Частым гостем был Горький и на Белой даче. В дальнем углу чеховского сада в окружении кипарисов стоит так называемая «горьковская» скамья. На ней в 1901 году подолгу беседовали А.М. Горький и А.П. Чехов. Горькому как «поднадзорному» полиция не разрешала проживать в Ялте, которая имела статус летней резиденции царской семьи. Чехов воспользовался тем, что дом его находится в Аутке, за городской чертой, и поселил Алексея Максимовича на своей даче. Сохранилась домовая книга с записью не шибко грамотного пристава: «Алексей Максимов Пешков, литератор...» Возможно, именно здесь, в саду, Чехов сказал Горькому: «Если каждый человек на куске земли своей сделал бы все, что он может, как прекрасна была бы земля наша!»

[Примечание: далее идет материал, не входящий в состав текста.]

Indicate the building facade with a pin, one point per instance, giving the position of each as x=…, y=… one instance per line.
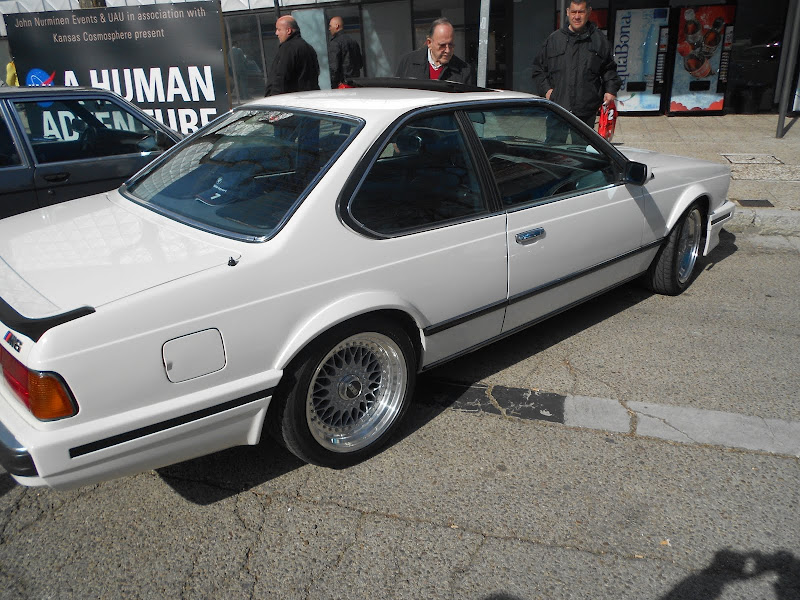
x=667, y=67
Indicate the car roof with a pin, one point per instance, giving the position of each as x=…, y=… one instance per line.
x=367, y=101
x=47, y=90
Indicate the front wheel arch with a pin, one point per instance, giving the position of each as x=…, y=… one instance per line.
x=674, y=266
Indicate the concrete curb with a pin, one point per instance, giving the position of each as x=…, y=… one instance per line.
x=766, y=221
x=680, y=424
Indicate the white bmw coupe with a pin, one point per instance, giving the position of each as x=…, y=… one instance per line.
x=292, y=267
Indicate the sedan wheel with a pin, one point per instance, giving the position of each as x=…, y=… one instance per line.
x=347, y=394
x=673, y=267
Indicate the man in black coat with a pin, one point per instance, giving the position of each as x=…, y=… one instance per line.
x=295, y=67
x=575, y=67
x=344, y=54
x=437, y=60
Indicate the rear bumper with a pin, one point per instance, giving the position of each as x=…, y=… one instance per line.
x=82, y=454
x=14, y=457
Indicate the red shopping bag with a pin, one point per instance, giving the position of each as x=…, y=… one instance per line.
x=608, y=120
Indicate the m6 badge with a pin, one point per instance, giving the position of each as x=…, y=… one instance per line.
x=13, y=341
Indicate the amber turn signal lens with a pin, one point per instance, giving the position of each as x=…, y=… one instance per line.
x=48, y=398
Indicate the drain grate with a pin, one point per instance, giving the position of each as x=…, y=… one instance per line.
x=752, y=159
x=754, y=203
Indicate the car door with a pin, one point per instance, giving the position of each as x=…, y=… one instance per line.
x=83, y=146
x=426, y=212
x=573, y=228
x=17, y=193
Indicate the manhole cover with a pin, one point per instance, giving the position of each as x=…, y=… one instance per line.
x=755, y=203
x=752, y=159
x=778, y=172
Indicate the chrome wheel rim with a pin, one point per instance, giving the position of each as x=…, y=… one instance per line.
x=689, y=245
x=356, y=392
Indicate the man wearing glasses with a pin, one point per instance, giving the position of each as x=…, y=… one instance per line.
x=575, y=67
x=437, y=60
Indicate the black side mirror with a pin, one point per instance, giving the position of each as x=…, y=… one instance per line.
x=163, y=141
x=636, y=173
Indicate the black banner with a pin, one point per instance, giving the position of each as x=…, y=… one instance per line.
x=165, y=58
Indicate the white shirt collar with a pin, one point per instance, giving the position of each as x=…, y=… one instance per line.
x=430, y=61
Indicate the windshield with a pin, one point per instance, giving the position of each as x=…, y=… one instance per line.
x=245, y=175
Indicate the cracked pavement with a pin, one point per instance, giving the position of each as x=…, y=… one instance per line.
x=543, y=466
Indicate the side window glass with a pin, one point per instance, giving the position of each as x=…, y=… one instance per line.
x=423, y=177
x=9, y=156
x=80, y=129
x=535, y=154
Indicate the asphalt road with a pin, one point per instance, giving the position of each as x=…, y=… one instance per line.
x=471, y=501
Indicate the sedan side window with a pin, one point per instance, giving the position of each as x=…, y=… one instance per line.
x=535, y=154
x=8, y=151
x=79, y=129
x=423, y=177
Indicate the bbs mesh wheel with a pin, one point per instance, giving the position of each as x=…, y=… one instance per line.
x=346, y=394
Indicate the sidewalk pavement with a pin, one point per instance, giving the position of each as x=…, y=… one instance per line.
x=765, y=170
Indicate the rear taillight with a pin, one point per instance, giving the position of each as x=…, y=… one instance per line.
x=45, y=394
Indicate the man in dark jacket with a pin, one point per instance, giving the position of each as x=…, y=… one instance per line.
x=295, y=67
x=437, y=60
x=575, y=67
x=344, y=54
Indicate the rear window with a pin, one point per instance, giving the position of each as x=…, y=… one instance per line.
x=243, y=176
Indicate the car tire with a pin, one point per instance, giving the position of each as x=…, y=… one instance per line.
x=672, y=269
x=342, y=399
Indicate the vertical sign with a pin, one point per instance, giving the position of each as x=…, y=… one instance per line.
x=640, y=50
x=705, y=38
x=165, y=58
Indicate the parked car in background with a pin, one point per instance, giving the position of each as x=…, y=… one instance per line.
x=292, y=266
x=60, y=143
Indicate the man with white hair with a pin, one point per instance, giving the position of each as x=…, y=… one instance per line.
x=437, y=60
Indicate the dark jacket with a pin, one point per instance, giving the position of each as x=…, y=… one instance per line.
x=414, y=65
x=344, y=58
x=579, y=67
x=294, y=69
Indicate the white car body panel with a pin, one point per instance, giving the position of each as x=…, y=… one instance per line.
x=578, y=233
x=96, y=251
x=191, y=331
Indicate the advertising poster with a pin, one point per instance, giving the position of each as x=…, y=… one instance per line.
x=165, y=58
x=640, y=48
x=705, y=39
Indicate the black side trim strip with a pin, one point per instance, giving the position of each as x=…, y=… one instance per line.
x=121, y=438
x=35, y=328
x=568, y=278
x=510, y=332
x=444, y=325
x=722, y=218
x=433, y=329
x=13, y=457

В феврале 1902 года А.М. Горький был избран почетным академиком. Это вызвало недовольство в правящих кругах; на опубликованном в «Правительственном вестнике» извещении об его избрании царь наложил резолюцию: «Более чем оригинально», а в письме тогдашнему министру просвещения начертал: «Я глубоко возмущен всем этим и поручаю Вам объяснить, что по моему повелению выбор Горького отменяется. Надеюсь хоть немного отрезвить этим состояние умов в Академии». И 12 марта 1902 года в газетах появилось сообщение о том, что Российская Академия наук объявляет избрание Горького недействительным. В знак протеста В.Г. Короленко и А.П. Чехов объявили о своем отказе от звания почетных академиков.